Pier Paolo Pasolini 1969 yapımı Medea filminin bazı sahnelerini Kapadokya’da çekmiştir. Böylelikle hem sıradışı yönetmen Pasolini'yi hem de Medea filminin başrolündeki tüm zamanların en iyi sopranolarından biri olan diva Maria Callas'ı Kapadokya'da konuk olarak ağırladık. Medea filmine daha sonra güncemde değineceğim değinmesine ama filmde sinemacılarımızdan Muzaffer Hiçdurmaz'ın da cellat rolünde olduğu notunu hemen düşmek istiyorum.
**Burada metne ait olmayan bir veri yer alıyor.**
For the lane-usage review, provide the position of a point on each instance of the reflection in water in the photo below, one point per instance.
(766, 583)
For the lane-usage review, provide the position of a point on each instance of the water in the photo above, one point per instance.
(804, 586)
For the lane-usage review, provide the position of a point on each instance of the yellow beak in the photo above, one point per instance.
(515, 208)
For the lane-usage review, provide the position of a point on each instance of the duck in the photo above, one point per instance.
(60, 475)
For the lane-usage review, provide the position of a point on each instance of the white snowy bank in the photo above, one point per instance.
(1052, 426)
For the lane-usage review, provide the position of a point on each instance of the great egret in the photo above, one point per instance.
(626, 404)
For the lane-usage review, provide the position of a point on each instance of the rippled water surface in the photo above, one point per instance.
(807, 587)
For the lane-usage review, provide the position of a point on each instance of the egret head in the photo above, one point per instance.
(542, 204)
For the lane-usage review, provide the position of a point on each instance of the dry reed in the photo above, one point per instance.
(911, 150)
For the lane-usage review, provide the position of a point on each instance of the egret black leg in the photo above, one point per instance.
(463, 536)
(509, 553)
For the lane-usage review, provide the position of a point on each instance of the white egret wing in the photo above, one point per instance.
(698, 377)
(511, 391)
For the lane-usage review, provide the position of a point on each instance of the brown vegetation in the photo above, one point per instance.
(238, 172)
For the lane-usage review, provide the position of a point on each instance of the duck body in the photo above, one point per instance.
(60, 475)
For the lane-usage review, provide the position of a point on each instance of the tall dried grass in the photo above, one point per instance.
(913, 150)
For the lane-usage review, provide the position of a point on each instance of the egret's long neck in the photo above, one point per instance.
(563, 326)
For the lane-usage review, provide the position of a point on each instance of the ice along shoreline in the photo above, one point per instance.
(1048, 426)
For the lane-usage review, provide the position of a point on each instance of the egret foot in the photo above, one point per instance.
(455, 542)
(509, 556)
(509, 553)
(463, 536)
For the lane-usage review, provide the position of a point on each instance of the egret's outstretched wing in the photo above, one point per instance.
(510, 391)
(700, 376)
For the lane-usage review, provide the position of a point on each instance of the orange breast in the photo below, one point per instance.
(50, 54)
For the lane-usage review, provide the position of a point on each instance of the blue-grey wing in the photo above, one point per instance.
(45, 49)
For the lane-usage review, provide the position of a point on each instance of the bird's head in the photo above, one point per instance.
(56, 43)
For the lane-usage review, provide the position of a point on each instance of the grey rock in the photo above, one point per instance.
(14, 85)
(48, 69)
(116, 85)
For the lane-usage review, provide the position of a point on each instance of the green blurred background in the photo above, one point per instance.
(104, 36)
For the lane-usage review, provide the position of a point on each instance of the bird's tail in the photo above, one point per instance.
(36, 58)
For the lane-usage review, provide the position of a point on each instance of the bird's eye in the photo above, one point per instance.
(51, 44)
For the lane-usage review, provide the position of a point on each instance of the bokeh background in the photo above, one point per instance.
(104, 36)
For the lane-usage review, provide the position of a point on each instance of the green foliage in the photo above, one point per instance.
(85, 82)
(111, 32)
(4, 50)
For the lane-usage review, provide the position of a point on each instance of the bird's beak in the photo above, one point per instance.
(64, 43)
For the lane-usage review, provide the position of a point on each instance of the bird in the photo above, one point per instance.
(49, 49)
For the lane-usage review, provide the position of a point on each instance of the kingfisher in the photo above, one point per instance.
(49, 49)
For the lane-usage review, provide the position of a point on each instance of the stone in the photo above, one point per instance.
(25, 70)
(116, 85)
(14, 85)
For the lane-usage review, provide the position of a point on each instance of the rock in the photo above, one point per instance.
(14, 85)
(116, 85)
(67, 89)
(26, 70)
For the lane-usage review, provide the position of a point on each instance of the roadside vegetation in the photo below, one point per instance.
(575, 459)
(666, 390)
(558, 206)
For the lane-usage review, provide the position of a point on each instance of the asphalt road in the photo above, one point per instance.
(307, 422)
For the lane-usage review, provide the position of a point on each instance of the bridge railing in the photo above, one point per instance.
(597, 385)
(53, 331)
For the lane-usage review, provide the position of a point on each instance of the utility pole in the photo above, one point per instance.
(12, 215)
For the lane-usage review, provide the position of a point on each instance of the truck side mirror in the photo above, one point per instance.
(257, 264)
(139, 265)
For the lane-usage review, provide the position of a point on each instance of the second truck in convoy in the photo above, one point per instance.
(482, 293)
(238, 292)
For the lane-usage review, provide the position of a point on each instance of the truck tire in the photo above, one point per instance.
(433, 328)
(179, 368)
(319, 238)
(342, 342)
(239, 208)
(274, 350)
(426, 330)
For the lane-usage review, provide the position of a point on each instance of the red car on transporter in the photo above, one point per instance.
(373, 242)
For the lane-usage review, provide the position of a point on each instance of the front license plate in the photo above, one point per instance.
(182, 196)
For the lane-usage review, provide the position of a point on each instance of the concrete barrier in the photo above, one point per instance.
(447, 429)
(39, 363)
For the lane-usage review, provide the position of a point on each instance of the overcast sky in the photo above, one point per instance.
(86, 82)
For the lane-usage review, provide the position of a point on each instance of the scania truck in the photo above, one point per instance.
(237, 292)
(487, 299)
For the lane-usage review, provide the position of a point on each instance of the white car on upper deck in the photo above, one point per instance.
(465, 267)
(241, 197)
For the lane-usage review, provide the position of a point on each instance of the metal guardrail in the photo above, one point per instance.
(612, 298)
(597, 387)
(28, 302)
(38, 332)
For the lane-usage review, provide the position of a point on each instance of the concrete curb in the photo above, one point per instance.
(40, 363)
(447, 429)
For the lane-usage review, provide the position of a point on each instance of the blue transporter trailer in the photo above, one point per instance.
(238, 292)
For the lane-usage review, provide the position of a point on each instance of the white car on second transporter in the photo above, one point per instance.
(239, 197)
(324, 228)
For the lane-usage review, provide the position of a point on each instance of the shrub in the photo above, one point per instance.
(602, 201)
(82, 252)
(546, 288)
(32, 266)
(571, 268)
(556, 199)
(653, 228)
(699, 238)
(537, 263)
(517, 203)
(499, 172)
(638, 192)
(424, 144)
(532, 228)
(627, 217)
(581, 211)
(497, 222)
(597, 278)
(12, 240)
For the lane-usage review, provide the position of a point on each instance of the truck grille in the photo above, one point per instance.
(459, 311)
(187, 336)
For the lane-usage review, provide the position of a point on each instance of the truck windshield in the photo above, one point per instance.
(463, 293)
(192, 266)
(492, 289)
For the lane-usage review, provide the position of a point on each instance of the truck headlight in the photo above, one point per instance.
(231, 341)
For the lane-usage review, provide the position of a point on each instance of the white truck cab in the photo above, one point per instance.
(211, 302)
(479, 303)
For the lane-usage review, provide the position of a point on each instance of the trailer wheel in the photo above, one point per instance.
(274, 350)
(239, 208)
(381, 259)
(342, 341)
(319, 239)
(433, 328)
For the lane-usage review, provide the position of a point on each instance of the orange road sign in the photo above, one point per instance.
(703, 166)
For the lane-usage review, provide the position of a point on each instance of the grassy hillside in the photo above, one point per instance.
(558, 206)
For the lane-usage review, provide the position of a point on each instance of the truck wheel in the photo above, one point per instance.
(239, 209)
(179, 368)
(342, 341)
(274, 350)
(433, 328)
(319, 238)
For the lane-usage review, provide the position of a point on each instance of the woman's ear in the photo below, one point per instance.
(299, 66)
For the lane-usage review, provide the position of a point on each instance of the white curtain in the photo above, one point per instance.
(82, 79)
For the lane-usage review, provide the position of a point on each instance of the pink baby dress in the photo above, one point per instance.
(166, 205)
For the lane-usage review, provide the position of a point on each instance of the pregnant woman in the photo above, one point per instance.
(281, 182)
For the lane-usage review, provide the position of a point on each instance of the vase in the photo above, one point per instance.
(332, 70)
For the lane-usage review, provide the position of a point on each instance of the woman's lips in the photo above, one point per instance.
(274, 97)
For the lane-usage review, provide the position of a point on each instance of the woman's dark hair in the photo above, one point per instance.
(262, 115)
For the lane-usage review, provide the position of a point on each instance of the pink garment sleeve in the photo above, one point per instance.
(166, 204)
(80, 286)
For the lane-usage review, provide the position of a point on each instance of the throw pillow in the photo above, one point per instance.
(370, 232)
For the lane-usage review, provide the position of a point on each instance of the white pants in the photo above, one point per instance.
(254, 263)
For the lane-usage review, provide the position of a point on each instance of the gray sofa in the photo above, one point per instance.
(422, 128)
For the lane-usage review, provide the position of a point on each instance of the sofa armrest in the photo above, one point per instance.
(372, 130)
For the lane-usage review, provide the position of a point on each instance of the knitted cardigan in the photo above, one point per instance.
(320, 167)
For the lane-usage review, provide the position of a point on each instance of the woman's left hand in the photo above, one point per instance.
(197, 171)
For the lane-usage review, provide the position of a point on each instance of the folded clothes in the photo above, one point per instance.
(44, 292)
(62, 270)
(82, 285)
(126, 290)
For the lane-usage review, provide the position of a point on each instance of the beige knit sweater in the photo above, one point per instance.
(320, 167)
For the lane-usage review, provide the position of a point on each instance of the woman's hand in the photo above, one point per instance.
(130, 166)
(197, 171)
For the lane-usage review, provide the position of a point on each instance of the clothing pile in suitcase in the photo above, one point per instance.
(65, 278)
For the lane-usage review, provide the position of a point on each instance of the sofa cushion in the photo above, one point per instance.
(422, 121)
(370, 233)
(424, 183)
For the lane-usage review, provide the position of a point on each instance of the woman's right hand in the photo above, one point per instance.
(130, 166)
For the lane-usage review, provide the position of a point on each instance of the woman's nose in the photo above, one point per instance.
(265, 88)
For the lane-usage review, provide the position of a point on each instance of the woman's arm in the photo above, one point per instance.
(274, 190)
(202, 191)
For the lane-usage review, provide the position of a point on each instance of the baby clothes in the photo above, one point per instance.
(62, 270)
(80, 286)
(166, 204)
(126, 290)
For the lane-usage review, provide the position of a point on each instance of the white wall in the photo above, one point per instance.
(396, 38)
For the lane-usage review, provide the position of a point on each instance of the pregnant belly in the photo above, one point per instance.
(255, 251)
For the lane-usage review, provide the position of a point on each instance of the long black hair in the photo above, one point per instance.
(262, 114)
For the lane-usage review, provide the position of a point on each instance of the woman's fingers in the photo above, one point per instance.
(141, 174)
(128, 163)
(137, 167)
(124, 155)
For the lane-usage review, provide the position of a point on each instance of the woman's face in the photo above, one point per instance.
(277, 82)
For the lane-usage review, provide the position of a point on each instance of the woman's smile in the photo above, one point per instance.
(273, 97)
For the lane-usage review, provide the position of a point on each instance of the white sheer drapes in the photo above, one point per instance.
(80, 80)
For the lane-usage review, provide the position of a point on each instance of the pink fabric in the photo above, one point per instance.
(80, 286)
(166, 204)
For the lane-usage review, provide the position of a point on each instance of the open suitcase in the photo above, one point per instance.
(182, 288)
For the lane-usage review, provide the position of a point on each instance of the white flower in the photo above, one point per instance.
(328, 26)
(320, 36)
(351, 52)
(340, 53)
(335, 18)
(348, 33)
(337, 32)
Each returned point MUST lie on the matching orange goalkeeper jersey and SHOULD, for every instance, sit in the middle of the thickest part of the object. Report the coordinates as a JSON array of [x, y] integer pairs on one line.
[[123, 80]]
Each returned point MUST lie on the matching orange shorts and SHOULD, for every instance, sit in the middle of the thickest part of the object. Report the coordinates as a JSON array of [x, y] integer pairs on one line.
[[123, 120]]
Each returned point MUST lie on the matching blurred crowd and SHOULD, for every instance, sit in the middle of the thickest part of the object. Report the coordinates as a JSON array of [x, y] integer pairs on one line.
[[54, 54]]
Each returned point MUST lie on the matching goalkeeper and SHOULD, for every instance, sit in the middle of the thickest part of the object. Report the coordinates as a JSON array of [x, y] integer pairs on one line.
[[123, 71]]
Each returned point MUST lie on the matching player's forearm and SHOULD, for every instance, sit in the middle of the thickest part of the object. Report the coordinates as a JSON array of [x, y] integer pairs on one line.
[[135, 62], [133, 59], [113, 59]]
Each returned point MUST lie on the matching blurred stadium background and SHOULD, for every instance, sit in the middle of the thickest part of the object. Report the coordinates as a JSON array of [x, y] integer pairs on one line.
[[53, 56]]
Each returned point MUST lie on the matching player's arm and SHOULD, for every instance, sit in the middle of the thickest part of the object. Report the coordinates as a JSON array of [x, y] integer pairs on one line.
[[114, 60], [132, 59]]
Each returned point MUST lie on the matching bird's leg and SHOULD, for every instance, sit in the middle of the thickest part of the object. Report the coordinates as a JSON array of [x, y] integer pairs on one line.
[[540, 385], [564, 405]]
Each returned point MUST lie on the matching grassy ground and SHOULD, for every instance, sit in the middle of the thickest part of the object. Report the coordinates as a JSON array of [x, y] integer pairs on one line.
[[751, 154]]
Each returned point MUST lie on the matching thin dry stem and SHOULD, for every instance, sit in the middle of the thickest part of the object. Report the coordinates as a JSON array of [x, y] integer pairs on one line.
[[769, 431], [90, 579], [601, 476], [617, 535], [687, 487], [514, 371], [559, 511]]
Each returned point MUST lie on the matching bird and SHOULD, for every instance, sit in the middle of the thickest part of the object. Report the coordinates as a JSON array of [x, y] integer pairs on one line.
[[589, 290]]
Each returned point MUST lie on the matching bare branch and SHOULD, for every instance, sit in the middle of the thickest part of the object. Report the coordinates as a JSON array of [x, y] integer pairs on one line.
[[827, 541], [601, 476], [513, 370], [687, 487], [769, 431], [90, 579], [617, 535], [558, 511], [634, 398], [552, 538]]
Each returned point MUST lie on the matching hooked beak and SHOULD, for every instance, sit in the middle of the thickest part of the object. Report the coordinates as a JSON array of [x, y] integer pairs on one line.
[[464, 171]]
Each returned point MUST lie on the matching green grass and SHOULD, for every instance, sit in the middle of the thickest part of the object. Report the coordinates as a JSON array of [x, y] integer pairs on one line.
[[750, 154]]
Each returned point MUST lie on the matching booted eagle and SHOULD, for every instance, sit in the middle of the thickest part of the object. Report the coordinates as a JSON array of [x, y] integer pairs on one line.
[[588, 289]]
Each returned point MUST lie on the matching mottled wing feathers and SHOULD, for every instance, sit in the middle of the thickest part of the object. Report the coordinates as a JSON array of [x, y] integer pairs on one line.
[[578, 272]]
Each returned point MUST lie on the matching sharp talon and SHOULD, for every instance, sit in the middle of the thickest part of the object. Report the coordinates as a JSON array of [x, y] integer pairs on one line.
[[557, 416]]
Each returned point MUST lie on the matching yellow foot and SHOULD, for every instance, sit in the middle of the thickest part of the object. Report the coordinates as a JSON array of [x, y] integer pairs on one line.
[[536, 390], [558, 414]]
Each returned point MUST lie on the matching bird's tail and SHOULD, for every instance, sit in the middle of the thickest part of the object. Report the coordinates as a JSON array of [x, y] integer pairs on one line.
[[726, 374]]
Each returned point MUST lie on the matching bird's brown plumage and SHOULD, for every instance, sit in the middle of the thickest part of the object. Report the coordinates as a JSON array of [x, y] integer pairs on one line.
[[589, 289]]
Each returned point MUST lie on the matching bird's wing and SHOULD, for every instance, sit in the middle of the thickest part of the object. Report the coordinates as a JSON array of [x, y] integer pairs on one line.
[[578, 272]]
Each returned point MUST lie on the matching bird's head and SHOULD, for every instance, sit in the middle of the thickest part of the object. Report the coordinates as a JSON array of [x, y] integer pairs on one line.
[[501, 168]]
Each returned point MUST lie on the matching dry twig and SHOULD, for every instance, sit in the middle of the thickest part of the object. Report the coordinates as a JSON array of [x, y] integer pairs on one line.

Her ne kadar sevgili(m) kocam opera ölü bir sanattır dese de bu görüşe katılmadığımı belirterek operanın insanlık yaşadıkça yaşayacağını düşünüyorum. Ayrıca Maria Callas'ın gerçekten de gelmiş geçmiş en iyi sopranolardan biri olduğuna inanıyorum.
2 Aralık 1923 yılında New York'da doğan Maria Callas'ın gerçek ismi Maria Anna Sofia Sisilya Kalogeropoulos idi. Ailesi Yunanistan'dan Amerika'ya göç etmiş. Babası soyadlarını Callas olarak değiştirmiş. 14 yaşındayken anne ve babası boşanmışlar. Annesi O'nu ve ablasını alarak Yunanistan'a dönmüş. Annesi Maria Callas'ın ablasından büyük bir sanatçı yaratmak hırsıyla çırpınırken bunu başaramamış ve Maria Callas inanılmaz başarılı, operada bir efsane olunca da bu durumu içine sindirememiş. Annesinin bu tavırlarından ötürü Maria Callas ileriki yaşlarında annesiyle görüşmeyi tamamen kesmiş.
Callas için opera varolma nedeni olmuş. Ancak şöhretin, sahnelerin zirvesindeyken dönemin en zengin erkeği olarak tanınan Yunanlı armatör Aristoteles Onassis ile tanıştığında Onassis'le beraber olabilmek için kocasından ayrılmış ve çok sevdiği sahnelerden vazgeçmiş. Operayı bırakacak kadar çok tutulduğu, bağlandığı Onassis, Callas'la evlenmek yerine suikast sonucu öldürülen John F. Kennedy'nin eski eşi olan Jakie Kennedy ile evlenmeyi tercih etmiş ve bir bakıma Maria Callas'ın içinden gelen güçlü sesi hüzünlü bir çığlığa dönüştürmüş. Callas, Onassis'in evliliğini asla kabullenememiş. Dıştan güçlü görünümünün içinde hep bir yanı yaralı olarak kalmış. 1962'de ara verdiği sahnelere tekrar dönüp konserler vermeye başlamış. 1974 yılında Japonya'da son resmi konserini vermiş ve bir yıl sonra Onassis'in ölüm haberinin ardından bir daha asla sahnelere dönmemiş. Yerleştiği Paris'te yalnız ve kalbi kırık olarak 16 Eylül 1977'de henüz 53 yaşındayken kalp krizi geçirerek hayata veda etmiş.Dün gece efsane divanın Pier Paolo Pasolini gibi yakın dostlarından biri olan yönetmen Franco Zeffirelli'nin 2002 yılında kendisinin hüzünlü hatırasına ithaf ettiği Callas Forever / Daima Callas filmini izledik. Callas Forever filmi Maria Callas'in sesinin etkisini kaybettikten sonraki yaşamına dair bir kurgu film. Maria Callas rolünü sevdiğim oyunculardan biri olan Fanny Ardant üstlenmiş. Artık sesinin etkisini kaybetmiş olan Maria Callas'a eski plak kayıtları üzerinden "Callas Forever" adı altında yeni görüntülerle bir dizi filmler çekmek için proje üreten organizatör/menajer rolünde de diğer sevdiğim bir oyuncu Jeremy Irons var. Franco Zeffireli Fanny Ardant için "Callas'a kendisinden bile daha çok benziyor." yorumunu yapmış. Maria Callas'ın Paris'teki son yıllarına ilişkin kurgulanmış filmde Chanel kostümleri içerisinde inanılmaz zarif görünen Fanny Ardant bence de muhteşem bir Maria Callas olmuş. Kırgın, üzgün, bedbaht ama Carmen sahnelerinde (ses plaktan bile olsa) inanılmaz saldırgan, ayakları yere basan, mükemmelliyetçi ve muhteşem bir Maria Callas.